# Example of using cross validation

In [2]:
# packages
import pandas as pd

In [16]:
# get data about red wine
df = pd.read_csv("../../data/winequality-red.csv")

In [19]:
# k-folds

from sklearn import model_selection

# new column
df["kfold"] = -1

# randomise the rows
df = df.sample(frac=1).reset_index(drop=True)

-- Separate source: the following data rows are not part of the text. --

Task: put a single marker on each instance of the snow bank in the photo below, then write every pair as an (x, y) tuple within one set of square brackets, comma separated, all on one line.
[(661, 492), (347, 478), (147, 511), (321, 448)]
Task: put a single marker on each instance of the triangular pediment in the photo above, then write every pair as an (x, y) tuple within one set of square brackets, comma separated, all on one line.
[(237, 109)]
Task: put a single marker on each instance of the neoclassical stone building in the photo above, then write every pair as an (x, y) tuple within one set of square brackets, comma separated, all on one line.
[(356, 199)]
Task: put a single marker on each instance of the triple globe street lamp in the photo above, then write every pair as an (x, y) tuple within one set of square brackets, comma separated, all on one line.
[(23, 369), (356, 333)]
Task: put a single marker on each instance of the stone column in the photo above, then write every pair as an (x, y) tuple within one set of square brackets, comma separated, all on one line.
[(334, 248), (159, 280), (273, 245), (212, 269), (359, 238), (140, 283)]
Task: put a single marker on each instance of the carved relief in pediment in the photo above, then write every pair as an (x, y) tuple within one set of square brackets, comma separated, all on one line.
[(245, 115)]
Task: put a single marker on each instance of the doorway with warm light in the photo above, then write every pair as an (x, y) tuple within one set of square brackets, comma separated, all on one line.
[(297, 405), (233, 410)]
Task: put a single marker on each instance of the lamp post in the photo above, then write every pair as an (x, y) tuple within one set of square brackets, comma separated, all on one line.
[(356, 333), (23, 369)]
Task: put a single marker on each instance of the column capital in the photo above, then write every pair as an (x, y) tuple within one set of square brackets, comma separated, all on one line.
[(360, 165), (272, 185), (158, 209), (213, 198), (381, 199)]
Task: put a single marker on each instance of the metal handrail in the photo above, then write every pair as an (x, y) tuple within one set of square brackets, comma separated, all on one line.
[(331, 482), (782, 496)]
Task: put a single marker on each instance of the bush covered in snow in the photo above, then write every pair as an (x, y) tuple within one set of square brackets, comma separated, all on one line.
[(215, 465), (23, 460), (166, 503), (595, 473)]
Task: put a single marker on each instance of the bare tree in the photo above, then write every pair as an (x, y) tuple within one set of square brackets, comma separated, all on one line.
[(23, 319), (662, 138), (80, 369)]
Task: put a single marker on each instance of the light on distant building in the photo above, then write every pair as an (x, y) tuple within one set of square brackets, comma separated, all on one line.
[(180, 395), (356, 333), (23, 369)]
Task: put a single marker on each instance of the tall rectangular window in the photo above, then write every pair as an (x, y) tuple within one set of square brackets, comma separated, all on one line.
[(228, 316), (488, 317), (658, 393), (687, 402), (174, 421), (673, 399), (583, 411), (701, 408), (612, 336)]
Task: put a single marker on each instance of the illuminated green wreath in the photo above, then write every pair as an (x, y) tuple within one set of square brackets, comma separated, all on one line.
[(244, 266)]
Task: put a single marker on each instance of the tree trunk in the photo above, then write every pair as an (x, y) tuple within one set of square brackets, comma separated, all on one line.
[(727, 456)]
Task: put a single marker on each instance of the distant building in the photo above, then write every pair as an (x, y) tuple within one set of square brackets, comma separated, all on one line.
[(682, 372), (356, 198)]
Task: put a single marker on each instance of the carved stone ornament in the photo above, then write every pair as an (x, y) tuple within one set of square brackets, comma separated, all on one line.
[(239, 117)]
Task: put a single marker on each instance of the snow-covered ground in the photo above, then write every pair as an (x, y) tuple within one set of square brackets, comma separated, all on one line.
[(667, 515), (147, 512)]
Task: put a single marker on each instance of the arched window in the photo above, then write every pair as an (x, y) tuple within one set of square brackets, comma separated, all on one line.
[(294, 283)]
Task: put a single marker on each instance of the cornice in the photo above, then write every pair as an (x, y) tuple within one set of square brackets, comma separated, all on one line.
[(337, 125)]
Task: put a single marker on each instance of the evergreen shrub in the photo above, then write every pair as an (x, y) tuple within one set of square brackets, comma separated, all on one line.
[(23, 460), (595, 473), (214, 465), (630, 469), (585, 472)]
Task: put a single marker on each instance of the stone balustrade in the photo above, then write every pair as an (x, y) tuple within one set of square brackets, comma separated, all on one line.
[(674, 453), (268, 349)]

# initiate kfold class from model_selection module
kf = model_selection.KFold(n_splits=5)

# populate new column
for fold, (trn_, val_) in enumerate(kf.split(X=df)):
    df.loc[val_, 'kfold'] = fold

In [20]:
df.head()

Unnamed: 0,fixed acidity,volatile acidity,citric acid,residual sugar,chlorides,free sulfur dioxide,total sulfur dioxide,density,pH,sulphates,alcohol,quality,kfold
0,7.0,0.655,0.16,2.1,0.074,8.0,25.0,0.99606,3.37,0.55,9.7,5,0
1,7.8,0.5,0.17,1.6,0.082,21.0,102.0,0.996,3.39,0.48,9.5,5,0
2,10.7,0.43,0.39,2.2,0.106,8.0,32.0,0.9986,2.89,0.5,9.6,5,0
3,8.9,0.745,0.18,2.5,0.077,15.0,48.0,0.99739,3.2,0.47,9.7,6,0
4,5.1,0.585,0.0,1.7,0.044,14.0,86.0,0.99264,3.56,0.94,12.9,7,0


In [21]:
df.kfold.unique()

array([0, 1, 2, 3, 4], dtype=int64)

In [22]:
# stratified k-folds

df["skfold"] = -1

# randomise the rows
df = df.sample(frac=1).reset_index(drop=True)

# get target values
y = df.quality.values

# initiate kfold class from model_selection module
kf = model_selection.StratifiedKFold(n_splits=5)

# populate new column
for fold, (trn_, val_) in enumerate(kf.split(X=df, y=y)):
    df.loc[val_, 'skfold'] = fold

In [23]:
df.head()

Unnamed: 0,fixed acidity,volatile acidity,citric acid,residual sugar,chlorides,free sulfur dioxide,total sulfur dioxide,density,pH,sulphates,alcohol,quality,kfold,skfold
0,9.5,0.46,0.49,6.3,0.064,5.0,17.0,0.9988,3.21,0.73,11.0,6,2,0
1,11.0,0.2,0.48,2.0,0.343,6.0,18.0,0.9979,3.3,0.71,10.5,5,2,0
2,7.7,0.43,0.25,2.6,0.073,29.0,63.0,0.99615,3.37,0.58,10.5,6,4,0
3,6.9,0.63,0.01,2.4,0.076,14.0,39.0,0.99522,3.34,0.53,10.8,6,0,0
4,7.1,0.34,0.28,2.0,0.082,31.0,68.0,0.99694,3.45,0.48,9.4,5,1,0


For this particular dataset, stratified k-folds is the correct cross validation approach to use since the quality of wines (assuming quality is our target) is not evenly distributed.